Evangelio según San Juan 12,1-11.
Allí le prepararon una cena: Marta servía y Lázaro era uno de los comensales.
María, tomando una libra de perfume de nardo puro, de mucho precio, ungió con él los pies de Jesús y los secó con sus cabellos. La casa se impregnó con la fragancia del perfume.
Judas Iscariote, uno de sus discípulos, el que lo iba a entregar, dijo:
«¿Por qué no se vendió este perfume en trescientos denarios para dárselos a los pobres?».

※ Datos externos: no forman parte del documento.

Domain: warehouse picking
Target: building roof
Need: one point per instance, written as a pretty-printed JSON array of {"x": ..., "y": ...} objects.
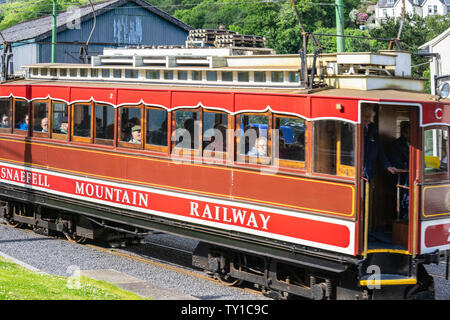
[
  {"x": 435, "y": 40},
  {"x": 41, "y": 28}
]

Dijo esto, no porque se interesaba por los pobres, sino porque era ladrón y, como estaba encargado de la bolsa común, robaba lo que se ponía en ella.

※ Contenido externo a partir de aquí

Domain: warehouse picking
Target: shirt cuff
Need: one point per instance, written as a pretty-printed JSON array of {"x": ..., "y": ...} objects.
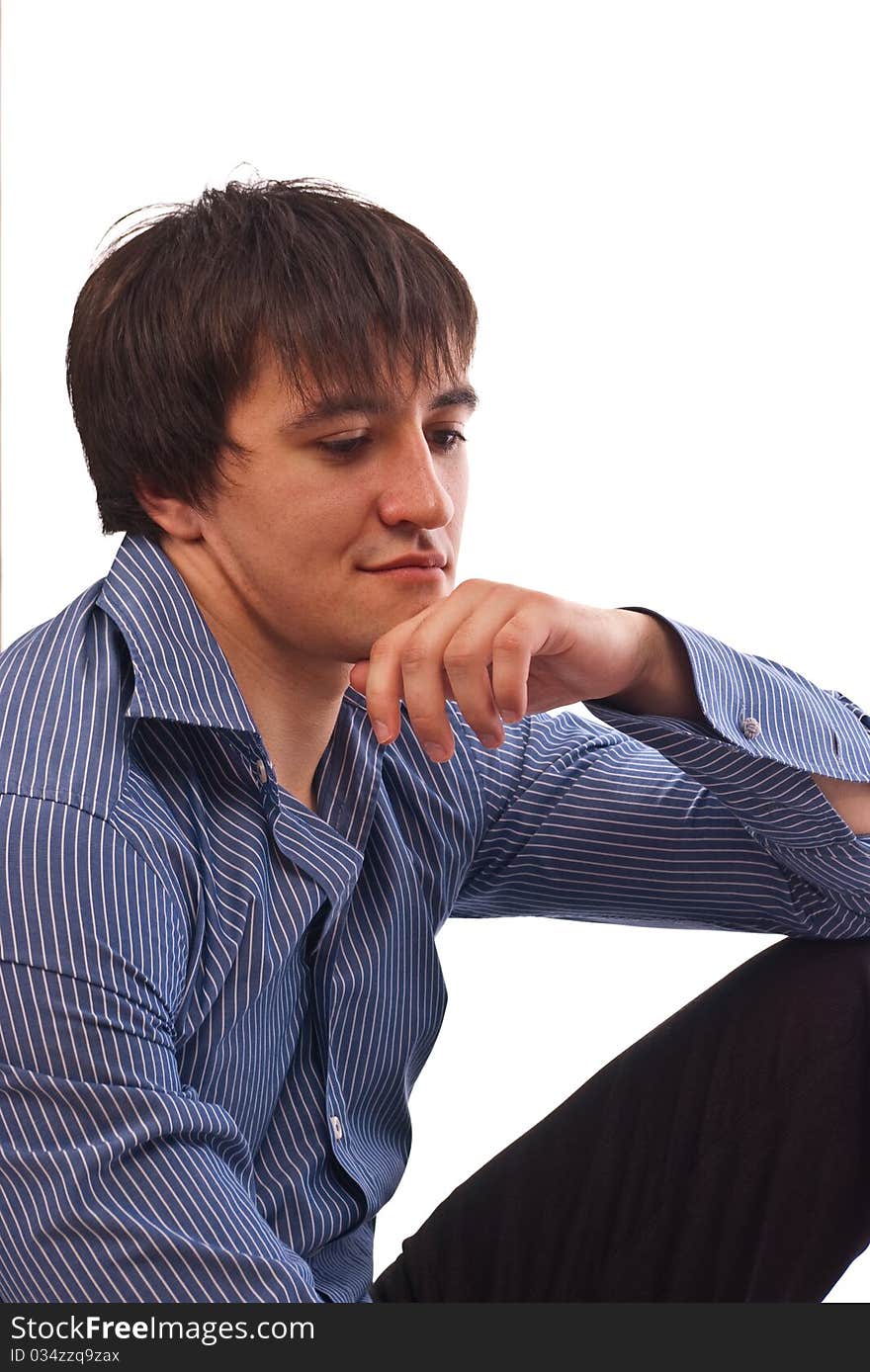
[{"x": 766, "y": 729}]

Jesús le respondió: «Déjala. Ella tenía reservado este perfume para el día de mi sepultura.
A los pobres los tienen siempre con ustedes, pero a mí no me tendrán siempre».
Entre tanto, una gran multitud de judíos se enteró de que Jesús estaba allí, y fueron, no sólo por Jesús, sino también para ver a Lázaro, al que había resucitado.

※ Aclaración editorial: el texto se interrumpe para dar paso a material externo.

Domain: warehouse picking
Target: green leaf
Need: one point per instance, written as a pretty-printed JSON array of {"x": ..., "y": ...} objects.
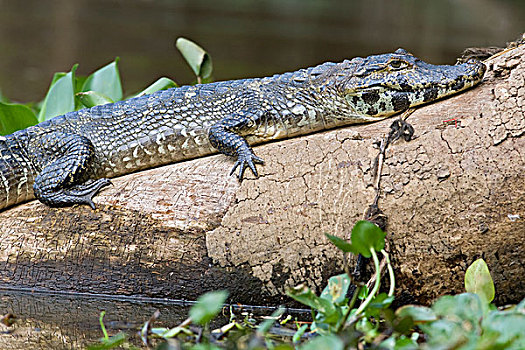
[
  {"x": 402, "y": 343},
  {"x": 15, "y": 117},
  {"x": 161, "y": 84},
  {"x": 3, "y": 98},
  {"x": 419, "y": 314},
  {"x": 208, "y": 306},
  {"x": 198, "y": 59},
  {"x": 445, "y": 334},
  {"x": 328, "y": 342},
  {"x": 105, "y": 81},
  {"x": 341, "y": 244},
  {"x": 306, "y": 296},
  {"x": 60, "y": 98},
  {"x": 336, "y": 289},
  {"x": 367, "y": 236},
  {"x": 92, "y": 98},
  {"x": 110, "y": 343},
  {"x": 479, "y": 281}
]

Entonces los sumos sacerdotes resolvieron matar también a Lázaro,
porque muchos judíos se apartaban de ellos y creían en Jesús, a causa de él.
Dar hospitalidad al Señor
Al recordar la condescendencia del Señor, que al final del día fue a la casa de Marta y María en Betania (cf. Jn 12,1-8), Gertrudis fue abrasada con un vivo deseo de dar hospitalidad al Señor.
Se aproximó a una imagen del Crucificado y besando con profundo sentimiento la herida del muy santo costado, hizo penetrar totalmente en ella el deseo del Corazón pleno de amor del Hijo de Dios. Le suplicó que se dignara descender en el pequeño e indigno hospedaje de su corazón, gracias al poder de todas las oraciones que habían salido de ese Corazón infinitamente manso. En su benignidad, el Señor, siempre cercano de quienes lo invoquen (cf. Sal 144,18), le hizo sentir su presencia tan deseada y dice con suave ternura: “¡Aquí estoy! ¿Qué vas a ofrecerme?” Ella: “¡Qué sea bienvenido mi única salvación y mi bien! ¿Qué digo? Mi único bien”. Agregó: “¡Lo lamento tanto! Mi Señor, en mi indignidad no preparé nada que pudiera convenir a su divina magnificencia. Pero ofrezco todo mi ser a su divina bondad. Llena de deseo, le suplico Señor, que se digne preparar en mí lo que pueda más agradar a su divina benignidad”. El Señor le dijo: “Si me concedes esta libertad tuya, dame la llave que me permita tomar y restablecer sin dificultad todo lo que desee por mi bien y refacción”. Ella entonces agregó: “¿Cuál es esta llave?” El Señor respondió: “Tu voluntad propia”.
Estas palabras le hicieron comprender que si alguien deseaba recibir al Señor como huésped, le debe consignar la llave de su propia voluntad, entregándose completamente a su perfecta complacencia y otorgando confianza absoluta a su suave benignidad para operar su salvación. El Señor entrará entonces en el alma, para cumplir en ella todo lo que requiere en su divina complacencia.